I like this term :slight_smile:

Re training, that is outside the scope of this thread so suggest starting another. There are quite a few tutorials online, but not many which are deployed in real life so that would be interesting to see. Note that to detect busses you are talking about object detection, so you will need to annotate your images. I suggest a minimum of 30 annotated images, but clearly more images is better

Hope anyone can offer insight to my error here: all was working fine until I updated my hassbian venv to python 3.7 and then stretch>buster.
the error is mentioning a ‘broken pipe’ - I rolled back from 1.6 to 1.5 using HACS to see if that helped, and i got substantially more in the log.

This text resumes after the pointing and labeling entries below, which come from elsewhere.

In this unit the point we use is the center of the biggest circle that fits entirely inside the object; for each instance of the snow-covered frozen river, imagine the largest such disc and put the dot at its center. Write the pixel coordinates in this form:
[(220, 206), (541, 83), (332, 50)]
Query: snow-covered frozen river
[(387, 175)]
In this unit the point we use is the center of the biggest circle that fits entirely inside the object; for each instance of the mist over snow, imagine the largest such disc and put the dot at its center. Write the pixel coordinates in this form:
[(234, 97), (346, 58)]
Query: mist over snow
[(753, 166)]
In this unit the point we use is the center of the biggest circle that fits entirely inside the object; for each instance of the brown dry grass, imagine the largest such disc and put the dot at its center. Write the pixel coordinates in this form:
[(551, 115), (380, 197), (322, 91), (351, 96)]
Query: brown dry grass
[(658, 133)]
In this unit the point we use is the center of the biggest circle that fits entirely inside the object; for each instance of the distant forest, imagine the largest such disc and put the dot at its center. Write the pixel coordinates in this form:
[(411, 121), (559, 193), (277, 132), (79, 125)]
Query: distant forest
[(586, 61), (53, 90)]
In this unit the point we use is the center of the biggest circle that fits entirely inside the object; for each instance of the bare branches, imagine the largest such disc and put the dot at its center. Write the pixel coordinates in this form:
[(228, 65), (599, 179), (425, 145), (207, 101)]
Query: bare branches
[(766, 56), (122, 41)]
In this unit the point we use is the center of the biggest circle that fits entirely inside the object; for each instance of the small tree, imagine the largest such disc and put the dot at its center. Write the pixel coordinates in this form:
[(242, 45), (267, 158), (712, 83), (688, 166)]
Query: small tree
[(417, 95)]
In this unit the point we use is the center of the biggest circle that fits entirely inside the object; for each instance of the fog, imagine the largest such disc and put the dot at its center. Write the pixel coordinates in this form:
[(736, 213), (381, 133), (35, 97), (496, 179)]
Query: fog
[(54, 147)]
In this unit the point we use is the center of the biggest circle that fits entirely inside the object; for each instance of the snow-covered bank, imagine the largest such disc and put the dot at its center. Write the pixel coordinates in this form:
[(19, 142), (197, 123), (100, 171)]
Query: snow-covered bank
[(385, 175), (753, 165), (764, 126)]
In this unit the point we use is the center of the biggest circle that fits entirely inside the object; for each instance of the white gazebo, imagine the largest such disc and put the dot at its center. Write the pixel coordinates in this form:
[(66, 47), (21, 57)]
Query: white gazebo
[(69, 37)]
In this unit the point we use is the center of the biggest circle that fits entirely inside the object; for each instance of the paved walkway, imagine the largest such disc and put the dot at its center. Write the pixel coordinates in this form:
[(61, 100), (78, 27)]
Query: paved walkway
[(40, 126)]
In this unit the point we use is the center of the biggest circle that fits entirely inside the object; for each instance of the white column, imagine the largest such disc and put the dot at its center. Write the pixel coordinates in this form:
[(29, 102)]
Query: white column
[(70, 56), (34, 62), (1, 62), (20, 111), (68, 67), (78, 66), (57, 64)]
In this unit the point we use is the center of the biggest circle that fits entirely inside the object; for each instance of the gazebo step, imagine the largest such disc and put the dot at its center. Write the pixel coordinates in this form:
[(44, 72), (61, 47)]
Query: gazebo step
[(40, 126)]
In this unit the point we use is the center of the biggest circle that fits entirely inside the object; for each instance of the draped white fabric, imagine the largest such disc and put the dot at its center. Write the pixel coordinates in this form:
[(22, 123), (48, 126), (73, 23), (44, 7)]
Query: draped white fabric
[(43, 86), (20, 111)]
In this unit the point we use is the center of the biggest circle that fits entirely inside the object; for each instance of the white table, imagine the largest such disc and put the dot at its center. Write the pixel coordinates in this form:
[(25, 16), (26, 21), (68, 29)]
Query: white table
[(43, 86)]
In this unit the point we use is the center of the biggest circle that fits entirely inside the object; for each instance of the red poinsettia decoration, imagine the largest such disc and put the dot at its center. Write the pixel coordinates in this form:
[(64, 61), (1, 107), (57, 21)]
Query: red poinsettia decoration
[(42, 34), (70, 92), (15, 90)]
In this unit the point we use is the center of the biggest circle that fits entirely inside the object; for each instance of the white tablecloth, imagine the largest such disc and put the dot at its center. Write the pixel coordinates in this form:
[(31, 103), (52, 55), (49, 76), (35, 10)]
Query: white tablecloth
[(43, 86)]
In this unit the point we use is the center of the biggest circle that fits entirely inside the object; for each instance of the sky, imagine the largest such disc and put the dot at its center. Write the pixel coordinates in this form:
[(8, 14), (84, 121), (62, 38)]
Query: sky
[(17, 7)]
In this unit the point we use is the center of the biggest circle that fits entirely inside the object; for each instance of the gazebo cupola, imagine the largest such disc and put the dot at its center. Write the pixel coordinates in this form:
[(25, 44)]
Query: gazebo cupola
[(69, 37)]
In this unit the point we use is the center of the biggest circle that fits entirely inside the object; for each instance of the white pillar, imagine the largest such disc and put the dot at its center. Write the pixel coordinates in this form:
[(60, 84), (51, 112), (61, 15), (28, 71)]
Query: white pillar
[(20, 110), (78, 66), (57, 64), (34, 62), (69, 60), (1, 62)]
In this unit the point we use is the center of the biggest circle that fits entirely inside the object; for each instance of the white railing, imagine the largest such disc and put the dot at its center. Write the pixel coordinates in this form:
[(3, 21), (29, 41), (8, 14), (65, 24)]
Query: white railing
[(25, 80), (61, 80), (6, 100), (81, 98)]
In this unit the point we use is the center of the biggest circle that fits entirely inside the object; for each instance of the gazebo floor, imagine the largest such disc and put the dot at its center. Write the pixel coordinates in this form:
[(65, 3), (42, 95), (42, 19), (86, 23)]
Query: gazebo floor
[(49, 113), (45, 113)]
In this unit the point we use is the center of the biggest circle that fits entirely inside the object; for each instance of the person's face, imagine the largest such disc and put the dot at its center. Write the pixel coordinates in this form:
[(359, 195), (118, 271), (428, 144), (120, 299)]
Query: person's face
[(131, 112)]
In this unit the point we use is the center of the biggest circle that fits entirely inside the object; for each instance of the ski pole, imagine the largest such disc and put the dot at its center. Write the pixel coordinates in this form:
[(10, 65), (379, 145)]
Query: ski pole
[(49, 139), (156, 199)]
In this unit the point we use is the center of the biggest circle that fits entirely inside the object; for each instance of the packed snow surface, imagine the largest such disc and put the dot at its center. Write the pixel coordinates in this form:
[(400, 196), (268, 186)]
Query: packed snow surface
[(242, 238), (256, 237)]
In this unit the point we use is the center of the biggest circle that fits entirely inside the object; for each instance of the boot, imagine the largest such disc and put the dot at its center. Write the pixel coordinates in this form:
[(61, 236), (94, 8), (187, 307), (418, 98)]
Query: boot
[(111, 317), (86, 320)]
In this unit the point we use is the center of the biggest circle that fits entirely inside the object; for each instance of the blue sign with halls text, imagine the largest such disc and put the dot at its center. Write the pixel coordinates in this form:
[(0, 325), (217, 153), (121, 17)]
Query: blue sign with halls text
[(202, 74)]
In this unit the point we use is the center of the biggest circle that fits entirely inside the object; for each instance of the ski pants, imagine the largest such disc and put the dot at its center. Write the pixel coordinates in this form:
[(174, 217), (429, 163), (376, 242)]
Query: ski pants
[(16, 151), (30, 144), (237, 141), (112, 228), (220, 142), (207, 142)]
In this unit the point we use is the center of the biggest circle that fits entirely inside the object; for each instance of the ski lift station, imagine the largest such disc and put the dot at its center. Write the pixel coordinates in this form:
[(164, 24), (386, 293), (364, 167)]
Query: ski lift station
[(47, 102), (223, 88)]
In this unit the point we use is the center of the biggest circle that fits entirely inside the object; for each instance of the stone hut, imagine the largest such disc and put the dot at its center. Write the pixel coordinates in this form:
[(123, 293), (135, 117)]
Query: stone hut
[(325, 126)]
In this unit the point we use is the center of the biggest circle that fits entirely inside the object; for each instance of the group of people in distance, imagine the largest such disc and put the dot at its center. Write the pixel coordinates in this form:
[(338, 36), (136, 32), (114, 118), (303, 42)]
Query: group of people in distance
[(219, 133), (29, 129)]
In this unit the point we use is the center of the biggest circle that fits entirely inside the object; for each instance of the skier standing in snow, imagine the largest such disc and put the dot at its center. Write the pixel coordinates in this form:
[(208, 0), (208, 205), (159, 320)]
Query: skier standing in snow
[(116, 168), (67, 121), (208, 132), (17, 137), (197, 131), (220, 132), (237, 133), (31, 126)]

2019-10-06 21:50:20 WARNING (MainThread) [homeassistant.components.image_processing] Updating deepstack_object image_processing took longer than the scheduled update interval 0:00:05
2019-10-06 21:50:21 ERROR (MainThread) [homeassistant.helpers.entity] Update for image_processing.kitchen_person_counter fails
Traceback (most recent call last):
  File "/srv/homeassistant/lib/python3.7/site-packages/urllib3/connectionpool.py", line 672, in urlopen
    chunked=chunked,
  File "/srv/homeassistant/lib/python3.7/site-packages/urllib3/connectionpool.py", line 387, in _make_request
    conn.request(method, url, **httplib_request_kw)
  File "/usr/local/lib/python3.7/http/client.py", line 1244, in request
    self._send_request(method, url, body, headers, encode_chunked)
  File "/usr/local/lib/python3.7/http/client.py", line 1290, in _send_request
    self.endheaders(body, encode_chunked=encode_chunked)
  File "/usr/local/lib/python3.7/http/client.py", line 1239, in endheaders
    self._send_output(message_body, encode_chunked=encode_chunked)
  File "/usr/local/lib/python3.7/http/client.py", line 1065, in _send_output
    self.send(chunk)
  File "/usr/local/lib/python3.7/http/client.py", line 987, in send
    self.sock.sendall(data)
BrokenPipeError: [Errno 32] Broken pipe

really looking forward to this supporting my presence detection at home. thanks @robmarkcole you always make top components!